One does not need to feel this way 100% of the time to be a haggard housewife. Even if she feels stressed and fatigued on occasion, it is enough to qualify. If you are not certain this title describes you, I have provided a short questionnaire to help clarify any confusion. Once you have answered the questions, compare them to the explanations at the end. The results just might surprise you.

Are You A Haggard Housewife?


1. How often do you make dinner from scratch?

a. Every night with only rare exceptions
b. At least once a week, whether I want to or not
c. On occasion, when my mother-in-law comes to visit
d. What’s scratch, and where can I buy some?

2. How often do you talk on the phone with friends?

a. Often. I call my friends at least once a week
b. Occasionally. I call my friends on their birthdays.
c. Rarely. My friends call me and sometimes I pick up.
d. Never. That’s why God created answering machines.

3. “On my child’s first day of school, I…”

a. Cried because I knew how much I would miss him.
b. Wandered aimlessly around the house until he came back home.
c. Took a nap.
d. Shouted, “Free at last! Free at last! Thank God Almighty, I’m free at last!”

4. “When a friend drops by for an unexpected visit, I…”

a. Welcome her in with open arms.
b. Shout “Hang on a second!” and scramble to pick up the living room.
c. Lie and tell her I’ve got the flu.
d. Hide in the bathroom until she leaves.

5. If your husband took the kids for the day what would you do with your time?

a. I would have lunch with my girlfriends and get a manicure.
b. I would waste it trying to figure out what chores I should do first.
c. I would order pizza and watch TV all day – basking in the solitude.
d. I would get the locks changed (heh, heh, heh!)

6. “On Sundays, when my family goes to church, I…”

a. Dress my kids in matching outfits and arrive 5 minutes early.
b. Tell my kids to find something, anything to wear, and hurry it up for @*#$% sake!
c. Tell my husband that I’ll get there when I get there.
d. What? It’s Sunday again?! Are you sure?

7. How often do you have sex?

a. As often as it takes to keep my husband happy.
b. Every other weekend, whether I want to or not.
c. Whenever I run out of excuses.
d. I’ll have sex the day my husband learns to wash his own underwear.

8. The song that most typifies my life as a housewife is…

a. “Sweet Dreams Are Made Of This”
b. “Back On The Chain Gang”
c. “I Will Survive”
d. “We’re Not Gonna Take It”

9. “What I want for Christmas this year is…”

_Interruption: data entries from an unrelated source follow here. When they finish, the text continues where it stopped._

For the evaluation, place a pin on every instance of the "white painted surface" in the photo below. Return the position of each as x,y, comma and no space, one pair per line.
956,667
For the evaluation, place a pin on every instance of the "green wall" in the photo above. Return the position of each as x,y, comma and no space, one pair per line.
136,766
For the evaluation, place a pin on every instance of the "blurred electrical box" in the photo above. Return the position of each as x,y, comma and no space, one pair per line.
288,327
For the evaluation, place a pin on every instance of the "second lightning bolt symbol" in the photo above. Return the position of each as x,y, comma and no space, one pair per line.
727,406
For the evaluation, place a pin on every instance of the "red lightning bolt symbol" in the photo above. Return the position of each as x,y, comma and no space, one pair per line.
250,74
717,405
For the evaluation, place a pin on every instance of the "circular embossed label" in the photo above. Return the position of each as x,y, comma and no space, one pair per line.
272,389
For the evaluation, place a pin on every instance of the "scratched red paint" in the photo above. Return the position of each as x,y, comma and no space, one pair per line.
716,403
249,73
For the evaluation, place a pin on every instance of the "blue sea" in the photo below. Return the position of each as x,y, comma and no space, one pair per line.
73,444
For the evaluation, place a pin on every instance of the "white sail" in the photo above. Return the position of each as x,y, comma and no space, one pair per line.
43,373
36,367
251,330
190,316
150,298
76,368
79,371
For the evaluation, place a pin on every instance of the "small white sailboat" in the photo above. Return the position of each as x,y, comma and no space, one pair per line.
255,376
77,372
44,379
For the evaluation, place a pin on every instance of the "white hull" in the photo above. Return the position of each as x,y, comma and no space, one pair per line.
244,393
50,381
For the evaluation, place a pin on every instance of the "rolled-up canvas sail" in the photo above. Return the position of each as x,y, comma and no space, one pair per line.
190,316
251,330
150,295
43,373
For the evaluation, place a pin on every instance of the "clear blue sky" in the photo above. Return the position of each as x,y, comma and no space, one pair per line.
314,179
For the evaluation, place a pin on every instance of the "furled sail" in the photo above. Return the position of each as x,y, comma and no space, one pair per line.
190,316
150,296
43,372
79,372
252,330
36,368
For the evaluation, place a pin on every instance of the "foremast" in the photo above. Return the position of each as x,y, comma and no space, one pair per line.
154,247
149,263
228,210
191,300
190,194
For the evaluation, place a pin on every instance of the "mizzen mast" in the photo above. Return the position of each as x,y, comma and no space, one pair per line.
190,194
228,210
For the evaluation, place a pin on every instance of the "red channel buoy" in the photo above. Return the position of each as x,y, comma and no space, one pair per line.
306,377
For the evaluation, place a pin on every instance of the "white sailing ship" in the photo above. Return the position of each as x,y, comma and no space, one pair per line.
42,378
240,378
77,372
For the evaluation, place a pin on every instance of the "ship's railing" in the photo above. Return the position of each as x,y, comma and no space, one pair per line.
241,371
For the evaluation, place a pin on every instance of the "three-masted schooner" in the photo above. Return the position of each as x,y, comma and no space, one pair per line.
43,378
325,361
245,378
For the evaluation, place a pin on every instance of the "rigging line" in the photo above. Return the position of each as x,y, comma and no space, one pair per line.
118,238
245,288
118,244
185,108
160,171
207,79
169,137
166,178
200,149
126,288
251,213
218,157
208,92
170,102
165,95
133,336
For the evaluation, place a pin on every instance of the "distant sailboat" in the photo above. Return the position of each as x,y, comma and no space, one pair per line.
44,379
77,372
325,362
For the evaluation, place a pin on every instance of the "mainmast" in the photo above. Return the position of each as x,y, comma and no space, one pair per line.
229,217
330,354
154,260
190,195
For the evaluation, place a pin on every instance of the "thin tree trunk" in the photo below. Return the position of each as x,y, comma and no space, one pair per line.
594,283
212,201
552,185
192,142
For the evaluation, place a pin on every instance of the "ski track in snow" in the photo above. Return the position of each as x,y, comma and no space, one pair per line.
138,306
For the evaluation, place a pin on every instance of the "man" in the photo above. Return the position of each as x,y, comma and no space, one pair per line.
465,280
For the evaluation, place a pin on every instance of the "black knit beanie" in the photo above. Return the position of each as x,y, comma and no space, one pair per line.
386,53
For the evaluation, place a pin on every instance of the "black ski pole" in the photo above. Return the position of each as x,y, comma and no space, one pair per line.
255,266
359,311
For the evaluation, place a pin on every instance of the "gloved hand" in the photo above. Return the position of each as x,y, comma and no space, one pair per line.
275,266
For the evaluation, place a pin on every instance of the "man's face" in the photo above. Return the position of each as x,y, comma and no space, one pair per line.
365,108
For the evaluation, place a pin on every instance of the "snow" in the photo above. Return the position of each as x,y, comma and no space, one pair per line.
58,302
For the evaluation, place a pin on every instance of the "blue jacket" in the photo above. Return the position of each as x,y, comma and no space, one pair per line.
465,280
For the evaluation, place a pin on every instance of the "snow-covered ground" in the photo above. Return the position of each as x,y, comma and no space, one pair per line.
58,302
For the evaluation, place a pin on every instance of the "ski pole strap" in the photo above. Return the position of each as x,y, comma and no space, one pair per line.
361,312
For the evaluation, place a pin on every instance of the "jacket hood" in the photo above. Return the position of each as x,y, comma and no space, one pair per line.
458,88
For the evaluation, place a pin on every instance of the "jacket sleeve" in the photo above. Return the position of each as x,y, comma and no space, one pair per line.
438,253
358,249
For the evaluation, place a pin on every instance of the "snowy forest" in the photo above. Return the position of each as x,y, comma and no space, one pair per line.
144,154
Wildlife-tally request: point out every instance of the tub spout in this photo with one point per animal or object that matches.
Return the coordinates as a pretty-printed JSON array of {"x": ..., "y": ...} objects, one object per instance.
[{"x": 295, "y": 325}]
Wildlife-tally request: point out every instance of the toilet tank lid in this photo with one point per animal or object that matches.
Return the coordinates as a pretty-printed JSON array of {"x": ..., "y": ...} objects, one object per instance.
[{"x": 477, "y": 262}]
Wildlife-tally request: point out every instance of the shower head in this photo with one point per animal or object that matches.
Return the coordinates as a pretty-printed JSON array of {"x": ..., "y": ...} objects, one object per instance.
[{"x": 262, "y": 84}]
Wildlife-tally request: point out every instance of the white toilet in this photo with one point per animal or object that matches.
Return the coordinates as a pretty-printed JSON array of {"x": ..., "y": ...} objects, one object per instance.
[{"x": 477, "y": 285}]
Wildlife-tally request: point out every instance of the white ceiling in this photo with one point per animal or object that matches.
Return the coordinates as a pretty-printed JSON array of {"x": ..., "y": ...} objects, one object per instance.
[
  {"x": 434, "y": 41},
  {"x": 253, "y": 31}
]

a. A gift card to my local spa.
b. A new vacuum cleaner.
c. A gift card to Burger King.
d. One one-way ticket to Honolulu.


Results:

Mostly“A”s: You are either from another planet or in complete denial. Return this book immediately and get your money back.

Mostly “B”s: You are a devoted wife and mother, but you sometimes feel unappreciated and overworked. You need to relax and laugh a little more. This book is just the medicine you need.

Mostly “C”s: While you are secure in your role as a homemaker, your life feels chaotic and harried. You can never seem to catch up or gain the upper hand. You are not alone, as this book will show you.

Mostly “D”s: You are on the verge of surrender. Your cynical attitude about life needs a serious adjustment. Maybe this book will help. Maybe it won’t. But what have you got to lose by trying? Life can’t get much worse than it already is, can it?